Monday, March 8, 2010

Oscar Hangover 2010

This year, for the first time in many, many years--perhaps for the first time ever, in fact--I didn't catch even a single second of the Oscarcast. I didn't feel the urge to flip over to my local ABC affiliate and check on the proceedings. I really, seriously didn't care.

Instead, I cooked a bottom round steak and covered it with grilled onions and garlic while Dave Brubeck wafted from the living room. Then I sat down and watched The Oscar on TCM. It's a truly dreadful 1966 movie starring Stephen Boyd as a selfish, manipulative, vindictive bastard who nonetheless snags a Best Actor nomination who goes to the ceremony alone because he's dumped all his old friends. His inexplicably loyal best friend (Tony Bennett!) then tells the story in flashback, starting with their days together working bottom-of-the-barrel clubs with Boyd's stripper girlfriend (Jill St.
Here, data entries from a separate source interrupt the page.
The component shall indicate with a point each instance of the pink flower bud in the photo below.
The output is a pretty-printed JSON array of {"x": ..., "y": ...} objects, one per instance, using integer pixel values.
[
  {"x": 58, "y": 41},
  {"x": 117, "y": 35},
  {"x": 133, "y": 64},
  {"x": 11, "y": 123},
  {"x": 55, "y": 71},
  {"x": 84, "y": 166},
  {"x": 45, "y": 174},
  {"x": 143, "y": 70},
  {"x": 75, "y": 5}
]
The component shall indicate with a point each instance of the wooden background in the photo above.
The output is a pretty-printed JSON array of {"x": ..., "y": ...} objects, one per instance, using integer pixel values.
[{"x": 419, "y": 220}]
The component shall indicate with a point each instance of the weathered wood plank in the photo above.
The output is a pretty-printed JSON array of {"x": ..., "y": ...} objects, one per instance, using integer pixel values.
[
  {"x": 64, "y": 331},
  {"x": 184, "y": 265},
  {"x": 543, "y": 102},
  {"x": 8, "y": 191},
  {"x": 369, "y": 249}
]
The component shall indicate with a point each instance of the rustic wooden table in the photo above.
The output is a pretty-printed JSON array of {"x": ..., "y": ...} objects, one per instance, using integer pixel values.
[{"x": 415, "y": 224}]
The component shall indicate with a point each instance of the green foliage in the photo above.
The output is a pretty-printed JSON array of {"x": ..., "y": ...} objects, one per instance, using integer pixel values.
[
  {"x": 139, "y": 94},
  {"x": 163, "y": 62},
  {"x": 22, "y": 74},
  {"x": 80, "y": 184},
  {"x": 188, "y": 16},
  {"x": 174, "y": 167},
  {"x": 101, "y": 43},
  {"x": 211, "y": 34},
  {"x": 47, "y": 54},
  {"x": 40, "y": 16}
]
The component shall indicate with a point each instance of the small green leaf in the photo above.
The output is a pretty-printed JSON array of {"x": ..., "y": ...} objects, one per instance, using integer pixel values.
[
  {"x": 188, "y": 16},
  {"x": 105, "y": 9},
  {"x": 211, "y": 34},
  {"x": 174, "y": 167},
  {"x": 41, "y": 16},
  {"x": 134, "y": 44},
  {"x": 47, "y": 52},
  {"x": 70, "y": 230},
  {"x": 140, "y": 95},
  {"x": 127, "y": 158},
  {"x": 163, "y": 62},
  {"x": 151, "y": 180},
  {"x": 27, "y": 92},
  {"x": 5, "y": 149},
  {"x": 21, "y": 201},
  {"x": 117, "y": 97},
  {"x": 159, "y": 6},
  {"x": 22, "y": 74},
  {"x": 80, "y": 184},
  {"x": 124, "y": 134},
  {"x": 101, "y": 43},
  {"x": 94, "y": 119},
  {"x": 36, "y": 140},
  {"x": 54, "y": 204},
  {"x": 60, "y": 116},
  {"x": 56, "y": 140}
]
John, looking fine in a tiger-print bikini) to hooking up with an older woman (Eleanor Parker) who connects him with an agent (Milton Berle in a completely straight role) and up the ladder to success, throwing off friends and lovers left and right. He's finally pissed off all of Hollywood with his asshatery when the surprise Oscar nom comes in, thus allowing him to become more insufferable than ever before, even to Bennett and Boyd's also-inexplicable faithful wife (Elke Sommer, looking lovely in lingerie).

There are lots of other past and present stars throughout the movie, including Broderick Crawford as an abusive small-town sheriff, Joseph Cotten as the head of Boyd's studio, Peter Lawford as a washed-up actor now waiting tables for a living, Walter Brennan as a network sponsor, Ed Begley Sr. as a strip club owner, Ernest Borgnine as a sleazy private eye, Edie Adams as Borgnine's sleazy ex-wife, and loads of people playing themselves, like Edith Head, Bob Hope, Hedda Hopper, Merle Oberon and Frank Sinatra.

All that star power can't make up for a melodramatic screenplay (adapted by Harlan Ellison, among others, from the novel by Richard Sale) that never fully explains why anyone wants to be around this creep, much less help him on his way to the top. Even more inexplicable is the Academy's cooperation with this project--didn't anyone there read the script?

Despite (or, perhaps because of) the utter lack of quality of The Oscar, I had a good time. Or maybe it was the TheraFlu I was drinking to shake the bug I've had for the past week. Or, most likely of all, it was because no matter how awful The Oscar was, it was still shorter and funnier than the actual Oscars ceremony. And that's just plain sad.